Eating Less But Not Losing Weight? Stop THAT Diet Now!

You have been eating less to no-carbs, tried non-fat, less sugar diets, ate in small plates, reduced your food intake to almost 50% from what you originally consume, but still, you did not lose weight. And what shocks and frustrates you even more is that you actually gained more weight! You ask yourself what you did wrong, feeling emotional, you grab what you can and stuff it all in, “why bother?!”, you say to yourself, “I ate less but it didn’t work, so I might as well eat whatever I want.”

And this is the vicious life cycle of a dieter who just tries all the “diet fads” out there.

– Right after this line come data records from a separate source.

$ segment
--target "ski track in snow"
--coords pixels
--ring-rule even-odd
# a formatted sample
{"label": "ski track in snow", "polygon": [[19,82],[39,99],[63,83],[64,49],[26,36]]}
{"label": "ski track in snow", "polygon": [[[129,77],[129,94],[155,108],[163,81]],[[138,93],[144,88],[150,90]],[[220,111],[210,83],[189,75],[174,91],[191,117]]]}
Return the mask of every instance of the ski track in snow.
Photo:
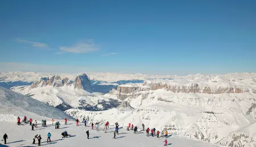
{"label": "ski track in snow", "polygon": [[[2,116],[2,115],[1,115]],[[48,120],[49,121],[49,120]],[[47,125],[51,124],[48,123]],[[132,131],[128,131],[121,129],[119,135],[117,135],[117,138],[113,137],[114,129],[108,129],[108,133],[104,133],[103,126],[100,126],[100,131],[96,129],[92,130],[89,127],[85,127],[84,124],[80,123],[76,127],[75,122],[68,122],[65,125],[61,123],[60,129],[55,129],[54,126],[42,127],[38,125],[35,131],[31,131],[29,124],[17,125],[15,123],[1,121],[0,125],[0,132],[6,133],[8,135],[7,140],[8,146],[4,146],[0,144],[0,146],[36,146],[38,145],[32,145],[32,138],[35,135],[40,135],[42,138],[41,145],[46,146],[124,146],[124,147],[155,147],[163,146],[164,138],[158,138],[156,137],[146,136],[145,132],[139,132],[138,134],[134,134]],[[90,132],[89,139],[87,139],[85,133],[86,130]],[[71,137],[62,138],[61,133],[67,131]],[[47,144],[47,133],[50,132],[52,135],[51,140],[52,142]],[[173,147],[205,147],[218,146],[214,145],[208,144],[202,142],[187,139],[184,137],[172,136],[167,138],[168,144],[171,144],[168,146]],[[36,140],[36,143],[38,141]],[[3,143],[2,142],[1,144]]]}

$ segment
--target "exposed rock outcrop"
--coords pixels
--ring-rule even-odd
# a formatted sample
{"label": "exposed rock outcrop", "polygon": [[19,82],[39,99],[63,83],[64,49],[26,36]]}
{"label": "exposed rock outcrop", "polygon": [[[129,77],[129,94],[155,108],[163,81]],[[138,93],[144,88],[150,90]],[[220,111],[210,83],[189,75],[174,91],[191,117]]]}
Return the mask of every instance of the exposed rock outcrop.
{"label": "exposed rock outcrop", "polygon": [[62,87],[63,86],[74,86],[75,89],[82,89],[88,92],[92,92],[92,86],[90,80],[85,73],[77,76],[74,81],[68,78],[61,78],[59,75],[53,75],[51,77],[43,77],[35,81],[30,86],[31,89],[39,87],[52,86],[53,87]]}

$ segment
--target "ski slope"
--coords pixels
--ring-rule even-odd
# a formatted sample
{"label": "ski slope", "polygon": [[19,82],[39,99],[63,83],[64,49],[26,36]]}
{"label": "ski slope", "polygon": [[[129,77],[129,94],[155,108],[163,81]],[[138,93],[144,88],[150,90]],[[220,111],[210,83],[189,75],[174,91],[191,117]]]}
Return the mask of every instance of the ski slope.
{"label": "ski slope", "polygon": [[[1,117],[1,115],[0,115]],[[89,127],[85,127],[80,124],[79,127],[76,126],[75,122],[68,122],[65,125],[61,122],[60,129],[55,129],[55,127],[48,124],[47,127],[41,127],[39,125],[34,131],[28,124],[17,125],[15,123],[5,121],[0,122],[0,132],[3,135],[6,133],[8,135],[6,145],[0,143],[0,146],[37,146],[32,145],[32,138],[35,135],[40,135],[42,138],[41,145],[46,146],[86,146],[86,147],[156,147],[163,146],[164,138],[158,138],[156,136],[146,136],[146,132],[139,132],[138,134],[134,134],[130,131],[121,129],[119,135],[116,135],[116,139],[113,137],[113,127],[110,126],[106,133],[104,133],[102,126],[100,126],[100,131],[97,132],[95,129],[90,129]],[[89,139],[86,138],[85,131],[89,130],[90,132]],[[71,135],[70,137],[63,138],[61,133],[66,131]],[[47,134],[50,132],[52,135],[51,143],[46,142]],[[170,136],[167,138],[168,146],[172,147],[206,147],[219,146],[204,143],[203,142],[193,141],[176,136]],[[36,144],[38,141],[36,140]]]}

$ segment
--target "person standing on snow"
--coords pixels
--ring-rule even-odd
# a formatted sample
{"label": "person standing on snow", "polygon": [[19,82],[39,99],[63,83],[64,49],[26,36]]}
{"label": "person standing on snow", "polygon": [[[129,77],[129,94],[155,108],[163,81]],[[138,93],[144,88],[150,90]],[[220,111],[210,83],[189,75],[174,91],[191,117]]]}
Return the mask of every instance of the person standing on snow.
{"label": "person standing on snow", "polygon": [[38,138],[38,135],[35,135],[35,137],[33,138],[33,143],[32,144],[35,144],[35,139]]}
{"label": "person standing on snow", "polygon": [[84,126],[86,127],[87,120],[86,119],[84,120]]}
{"label": "person standing on snow", "polygon": [[5,141],[5,144],[6,144],[6,139],[8,139],[8,136],[6,135],[6,133],[5,133],[3,138]]}
{"label": "person standing on snow", "polygon": [[147,128],[147,130],[146,131],[146,132],[147,132],[147,136],[149,136],[149,128]]}
{"label": "person standing on snow", "polygon": [[100,125],[98,125],[98,123],[96,123],[96,131],[98,131],[98,127],[100,127]]}
{"label": "person standing on snow", "polygon": [[164,146],[166,146],[166,145],[167,145],[167,140],[166,139],[166,140],[164,141]]}
{"label": "person standing on snow", "polygon": [[92,129],[93,129],[93,123],[92,123]]}
{"label": "person standing on snow", "polygon": [[48,141],[49,140],[49,142],[51,142],[51,136],[52,136],[52,135],[49,132],[48,133],[47,135],[47,143],[48,143]]}
{"label": "person standing on snow", "polygon": [[41,135],[39,135],[39,136],[38,137],[38,146],[40,146],[41,145]]}
{"label": "person standing on snow", "polygon": [[167,131],[166,131],[166,138],[167,138],[168,137],[168,132]]}
{"label": "person standing on snow", "polygon": [[135,134],[137,133],[137,129],[138,129],[137,126],[135,126],[134,127],[134,133],[135,133]]}
{"label": "person standing on snow", "polygon": [[89,135],[90,135],[90,133],[89,133],[89,130],[86,131],[86,135],[87,135],[87,138],[89,139]]}
{"label": "person standing on snow", "polygon": [[19,118],[19,117],[18,117],[18,125],[20,125],[20,119]]}
{"label": "person standing on snow", "polygon": [[35,127],[35,124],[34,123],[33,123],[32,124],[32,131],[34,131],[34,127]]}
{"label": "person standing on snow", "polygon": [[114,137],[113,138],[115,139],[115,131],[114,131]]}
{"label": "person standing on snow", "polygon": [[158,138],[159,137],[159,133],[160,133],[160,132],[159,131],[158,131],[158,132],[156,132],[156,135],[158,135]]}
{"label": "person standing on snow", "polygon": [[65,119],[65,125],[67,125],[67,122],[68,121],[68,119],[67,118]]}
{"label": "person standing on snow", "polygon": [[30,118],[30,125],[32,125],[32,119],[31,119],[31,118]]}
{"label": "person standing on snow", "polygon": [[78,119],[77,119],[76,120],[76,126],[79,126],[79,120]]}

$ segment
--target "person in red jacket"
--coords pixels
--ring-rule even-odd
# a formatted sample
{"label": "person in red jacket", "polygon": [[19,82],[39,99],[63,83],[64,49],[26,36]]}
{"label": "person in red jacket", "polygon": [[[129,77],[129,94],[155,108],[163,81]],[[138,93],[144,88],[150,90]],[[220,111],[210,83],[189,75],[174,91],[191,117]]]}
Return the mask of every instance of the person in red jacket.
{"label": "person in red jacket", "polygon": [[79,126],[79,120],[78,119],[77,119],[76,120],[76,126]]}
{"label": "person in red jacket", "polygon": [[147,136],[149,136],[149,128],[147,128],[147,129],[146,130],[146,132],[147,132]]}
{"label": "person in red jacket", "polygon": [[158,138],[159,137],[159,133],[160,133],[160,132],[159,131],[158,131],[158,132],[156,132],[156,134],[158,135]]}
{"label": "person in red jacket", "polygon": [[166,140],[164,142],[165,143],[164,146],[167,145],[167,140],[166,139]]}
{"label": "person in red jacket", "polygon": [[32,125],[32,119],[31,119],[31,118],[30,118],[30,125]]}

Now, let’s answer some of the important questions living inside the head of an unsuccessful dieter:

Q: Why didn’t I lose weight even when I ate less to almost nothing?

A: (Shaking head) Food is our body’s fuel. It is the source of our energy, the energy that we need and spend on our everyday activities. When we eat less or consume way TOO low calories, our bodies’ natural reaction is to go on survival mode. If you have been punishing your body way too much and for too long by having severe calorie restriction, and at the same time exercising too much, its response is to slow down your metabolic rate to conserve your energy and keep you from dying.

 

Q: Why did I GAIN weight even when I ate less to almost nothing?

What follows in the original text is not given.